Hard boiled eggs are also served during Seudat Havra’ah (Meal of Recovery in Hebrew,) a meal prepared by friends and neighbors after the burial of a family member. The meal will usually consist of only the egg and bread, either a bagel, a roll, or Ka’ak.
Bread plays an important part on the mourners menu, as described by Maimonides above. When it comes to Shiva fare and breaking the fast, it is common to serve round shaped breads that remind us of the life cycle. For American Jews this means, of course, a variety of bagels, served to the mourners with a nice spread of schmears. Ashkenazi Jews in Israel serve a similar but crustier bagel, sometimes called beigaleh. Middle Eastern Jews will usually go for the ka’ak, a bagel shaped bread spiced with a mix called hawayej or sprinkled with sesame seeds.
To end the fast, Algerian, Tunisian and Libyan Jews traditionally serve Merguez, a spicy sausage, in a stew of homemade short pasta. According to Israeli food historian and writer Pascal Peretz-Rubin, the short pasta is called Chlalam and is prepared with tomatoes, sweet and spicy peppers, and chickpea or fava beans.

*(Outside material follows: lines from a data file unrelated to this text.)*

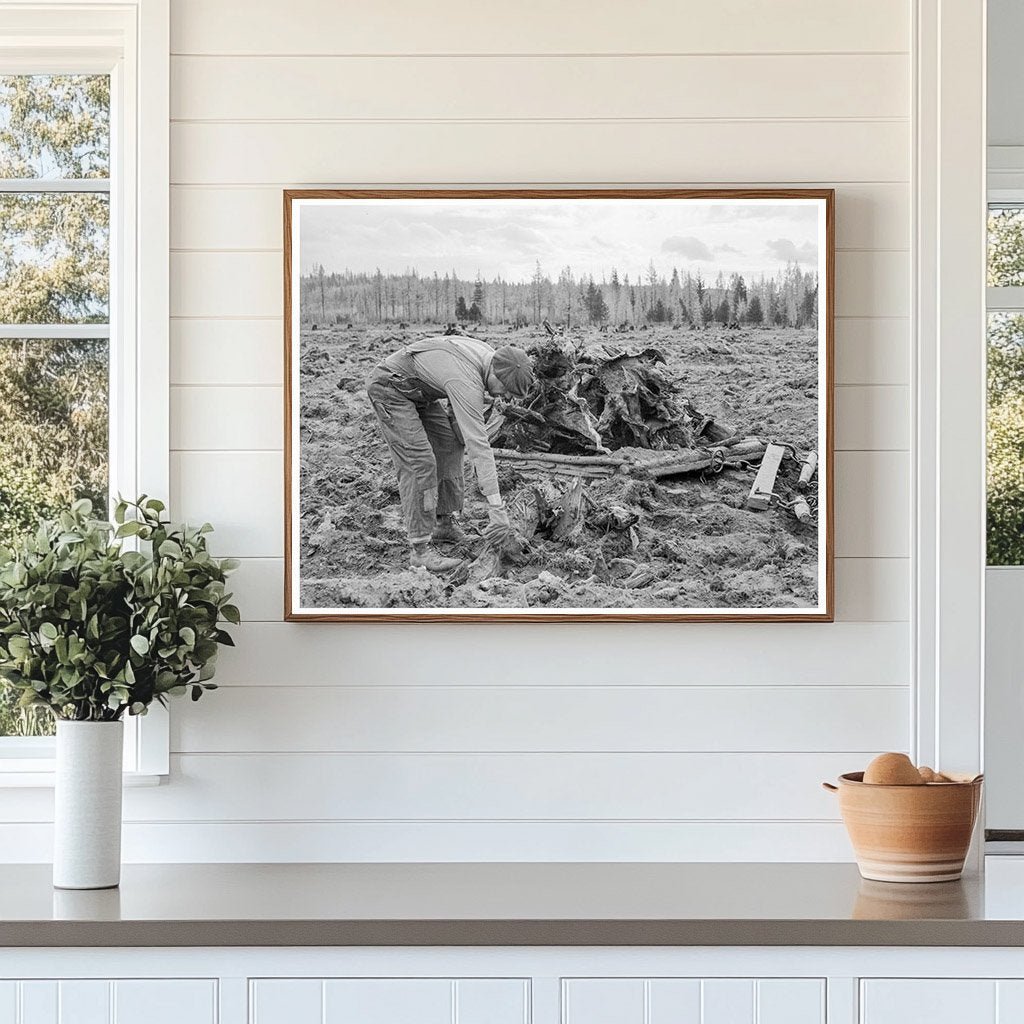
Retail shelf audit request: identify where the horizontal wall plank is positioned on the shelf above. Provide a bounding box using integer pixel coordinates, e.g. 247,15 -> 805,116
125,751 -> 864,821
231,558 -> 910,623
171,316 -> 911,385
836,385 -> 910,452
171,250 -> 910,317
171,318 -> 285,387
836,316 -> 912,384
836,558 -> 910,623
171,385 -> 285,451
171,684 -> 909,754
171,182 -> 910,251
0,812 -> 852,864
836,452 -> 911,558
171,0 -> 910,57
171,452 -> 910,558
170,452 -> 285,556
171,253 -> 284,316
209,623 -> 910,687
171,385 -> 910,452
171,120 -> 910,185
836,250 -> 910,316
171,53 -> 910,121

In Libya the pasta is called Dwida and the dish is usually not as spicy, and sometimes served like a soup.
Moroccan Jews break the fast with a vegetarian wheat hamin called Areesa, made simply with oil, onion and a little sugar and spices. They also prepare cookies known as Halwa del ajin - small dough balls, shaped like hazelnuts, that are fried and cooked in caramel. The concoction is spread on a flat surface, and when dry, it is broken into small pieces and served. Since it is believed that the Messiah will be born on Tisha B’Av, it is always a good idea to end the day on a sweet note.